Si la marijuana est entièrement légalisée, ce sera beaucoup plus profitable pour l'Etat", lâche-t-il avec un grand sourire. Ce qu'il ne mesure pas, en revanche, ce sont les bénéfices indirects générés par le secteur. Mais il suffit de feuilleter Culture et Kush, deux magasines en vogue dédiés au marijuana lifestyle, pour en mesurer l'étendue. Longtemps hésitants, avocats, comptables, horticulteurs, consultants et agents immobiliers se bousculent désormais pour y passer leurs petites annonces. Le green rush ne fait que commencer.

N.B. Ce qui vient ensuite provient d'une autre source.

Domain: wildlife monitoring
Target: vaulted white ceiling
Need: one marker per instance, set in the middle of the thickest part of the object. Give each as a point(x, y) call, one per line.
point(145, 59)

La France, entre tabou et pragmatisme
Les déclarations de Cécile Duflot en faveur de la dépénalisation du cannabis ont eu l'effet d'une bombe. "L'objectif est double : il est de faire baisser le trafic, de supprimer la violence notamment, et d'avoir une politique de santé publique. Il faut considérer que le cannabis, c'est comme l'alcool et le tabac, même régime : une politique de santé publique et de prévention, notamment vis-à-vis des plus jeunes", a ainsi lâché la nouvelle ministre du Logement et encore secrétaire nationale d'Europe Ecologie-Les Verts.
Vite recadrée par le Premier ministre, Jean-Marc Ayrault, elle n'en a pas moins relancé la polémique. Alors que les caisses de l'Etat sont vides, le débat est devenu une question d'économie autant que de santé publique. En août, l'économiste Pierre Kopp chiffrait ainsi à 300 millions d'euros les dépenses de l'Etat dues aux interpellations. La légalisation pourrait s'accompagner d'une taxe, évaluée à 1 milliard d'euros.
Un bon filon pour l'État
La légalisation totale de la marijuana aux Etats-Unis rapporterait environ 6,4 milliards de dollars en taxes et permettrait de réduire les dépenses des Etats de 13,7 milliards de dollars. Dans le Colorado, cela représenterait un bonus de 35 millions de dollars dans les caisses de l'Etat, et une économie de 145 millions de dollars (frais de police, de justice et de prison).
Source : Jeff Miron, "The Budgetary Implications of Drug Prohibition".